Diğer yandan birçok zaman sorun eşlerden birinde olmaktan çok, eşler arasındaki ilişki biçimindedir. ilişki biçimi değiştirildiğinde sorun ortadan kalkar veya en az düzeye iner.
Evlilik sorunlarının niteliği nedir, ya da sıklıkla görülenler nelerdir?
Sorunlar elbette çok çeşitli fakat iletişimsizlik, iletişim eksikliği ve iletişim hataları oldukça önemli. Yapılan araştırmalar farklı cinslerin iletişim kurma tarzlarının da farklı olduğunu göstermektedir. Eşinizi eleştirmek veya hayal kırıklığı yaşamak yerine eşinizle nasıl iletişim kurduğunuzu ve nasıl kurmak gerektiğini öğrenebilirsiniz. Ve böylece karşınızdakinin söylediklerinizi anlamasını sağlayabilirsiniz.
Siz ve eşiniz aynı sözcükleri kullanıyor olsanız bile çoğu kez kendinizi farklı bir dil konuşuyormuş gibi hissedersiniz. Herkes, eşini kendi konuştuğu dilin doğru olduğu varsayımına dayanarak yargılar: ‘Yine neden konuşmuyorsun’ diyen kadına kocası ‘ Ne oldu yine konuşmaya başladın’ diyebilir.
Evlilik terapisi ve aile terapisi aynı şey midir?
Evlilik terapisi, evlilikle ilgili sorunların çözümüne yöneliktir ve eşlerle yapılır. ‘Aile Terapisi’ kavramı biraz daha geniş kapsamlıdır; bireysel terapi görenlerin iyileşmelerinde aile yapısının öneminin farkedilmesiyle ortaya çıkan bir psikoterapi şeklidir. Yeniden sorunlu aile ortamına dönen psikiyatrik hastalardaki kötüleşmenin, onları izleyen profesyoneller tarafından gözlenmesi ile aile terapisi yıllar içinde yapılandı ve gelişti.

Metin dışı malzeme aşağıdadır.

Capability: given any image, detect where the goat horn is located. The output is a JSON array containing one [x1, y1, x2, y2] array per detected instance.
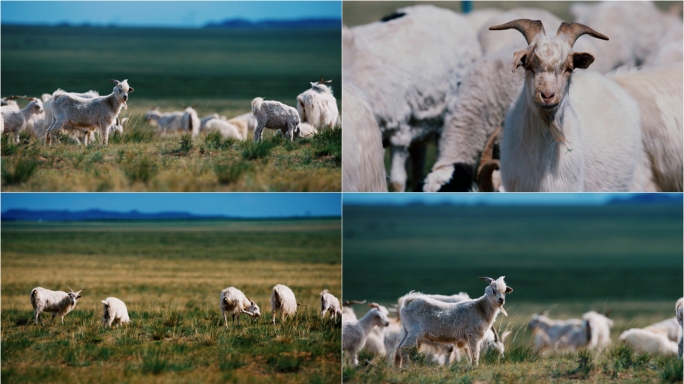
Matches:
[[555, 22, 608, 47], [108, 79, 120, 85], [67, 285, 73, 292], [343, 299, 366, 306], [489, 19, 546, 45], [8, 95, 27, 100]]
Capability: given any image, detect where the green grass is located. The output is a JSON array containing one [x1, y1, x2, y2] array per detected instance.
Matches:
[[0, 25, 341, 191], [2, 219, 341, 383], [342, 203, 682, 382]]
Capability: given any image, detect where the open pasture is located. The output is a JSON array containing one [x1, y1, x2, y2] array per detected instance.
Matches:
[[342, 204, 683, 382], [1, 219, 342, 383], [0, 25, 342, 191]]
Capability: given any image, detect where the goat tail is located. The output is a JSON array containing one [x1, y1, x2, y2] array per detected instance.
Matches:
[[251, 97, 264, 115], [30, 289, 38, 309]]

Aile terapisi başta çocukluk ve ergenlik çağı sorunları, uyum bozuklukları, depresyon, yeme bozuklukları, alkol – madde bağımlılıkları ve şizofrenide olmak üzere geniş bir yelpazedeki psikiyatrik hastalara uygulanmaktadır. Çünkü bu hastalıklar ailedeki ve aile dinamiklerindeki dengeyi bozmaktadır.
Evli çiftlere öneriler
– Birbirinizle düzenli olarak konuşmayı alışkanlık haline getirin. Bunun için mümkünse bir periyod ve zaman belirleyin.
– Aşağıdakilere benzer soruları birbirinize ve kendinize sormaktan çekinmeyin:
– Benim yaptığım bazı şeyler seni rahatsız ediyor mu?
– Kendimiz ve birbirimiz için daha fazla neler yapabiliriz?
– Birlikte en son ne zaman gülüp eğlendik?
– Farklılıklarımızı birbirimizi rahatsız etmeden nasıl yaşayabiliriz?
– Bir konuda tartışmak zorunda kalırsanız sadece o anki sorunu ele alın, geçmiş dosyaları açmayın.
– Tartışma sırasında ‘Sen hep, sen her zaman, sen hiç’ gibi cümleler kullanmayın. Bu sorunu genelleştirir ve çözümü güçleştirir.
– Davranışı veya tutumu eleştiren, kişiye ve kişiliğe yönelik eleştirilerden kaçının.
– Gerektiğinde bir uzmana başvurarak profesyonel yardım almaktan çekinmeyin.